Sven: And what advice do you have for extroverts who are talking to introverts?

Karl:  As extroverts the starting place is to understand how they approach things and give them room to be themselves. If I can I let them know ahead of time what we are going to be talking about that is quite helpful so they can prepare their thinking, do analysis they feel is appropriate and so come to the conversation with their ideas thought through, which they like and makes for a more insightful and interesting conversation.  Introverts often appreciate smaller groups for conversation, so by making it a one-on-one or maybe keeping it down to three people is another way of helping them to be at ease.

Sven: I have an Indian friend, Atoho, who currently lives in Berlin. Considering himself a ‘measured extrovert’ he was often surprised how Germans appeared introverted at first but with a “slight prick and some sense of space,” they would quickly become loquacious. In your opinion, has he found the master key to engaging with introverts or do you think there’s an additional challenge to distinguish introverts from extroverts when you’re in a different culture?

Karl: There is undoubtedly a cultural overlay to how extroverts and introverts act in any given society. I grew up in Canada but lived 6 years in the U.S. and five in the U.K. and now back in Canada. It takes time to realize and understand the nuances of how personality plays out through the prism of a national culture or even a functional or professional culture. Experience and the help of a cultural mentor can be very helpful.

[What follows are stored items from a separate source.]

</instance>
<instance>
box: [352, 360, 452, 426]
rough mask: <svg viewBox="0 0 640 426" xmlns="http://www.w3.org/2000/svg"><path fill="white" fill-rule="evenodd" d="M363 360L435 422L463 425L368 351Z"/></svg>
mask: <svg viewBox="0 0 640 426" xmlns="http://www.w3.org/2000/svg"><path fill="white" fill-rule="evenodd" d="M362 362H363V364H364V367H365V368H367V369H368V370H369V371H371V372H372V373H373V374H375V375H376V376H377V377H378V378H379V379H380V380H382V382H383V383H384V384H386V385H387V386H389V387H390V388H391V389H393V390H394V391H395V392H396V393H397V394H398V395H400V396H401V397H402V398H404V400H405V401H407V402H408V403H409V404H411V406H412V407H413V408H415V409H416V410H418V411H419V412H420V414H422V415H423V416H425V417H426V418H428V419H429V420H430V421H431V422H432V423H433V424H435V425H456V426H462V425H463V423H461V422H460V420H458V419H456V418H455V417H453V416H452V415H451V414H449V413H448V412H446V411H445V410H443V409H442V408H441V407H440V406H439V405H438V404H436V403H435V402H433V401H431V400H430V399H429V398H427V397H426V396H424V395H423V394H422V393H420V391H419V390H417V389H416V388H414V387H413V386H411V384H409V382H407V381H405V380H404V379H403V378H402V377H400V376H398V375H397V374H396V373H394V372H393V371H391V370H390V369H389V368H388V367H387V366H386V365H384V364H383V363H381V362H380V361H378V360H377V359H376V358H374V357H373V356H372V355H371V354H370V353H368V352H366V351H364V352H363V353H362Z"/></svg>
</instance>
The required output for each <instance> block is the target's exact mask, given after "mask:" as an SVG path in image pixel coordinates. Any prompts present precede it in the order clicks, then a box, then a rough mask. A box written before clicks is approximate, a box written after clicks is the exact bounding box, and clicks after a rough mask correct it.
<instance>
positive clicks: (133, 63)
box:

Sven: What do you think extroverts can learn from introverts?

Karl: The biggest thing is calm down, be quiet for a change and listen more.

Sven: Thank you very much for sharing your thoughts, Karl. Maybe one last question to end this interview. Looking at the knowledge you have now as an academic in the field of business, what is it you wish you knew when you started working in real life business as a young professional?

Karl: Realize it is going to be a long career with a great deal of change, enjoy the ride and the changes.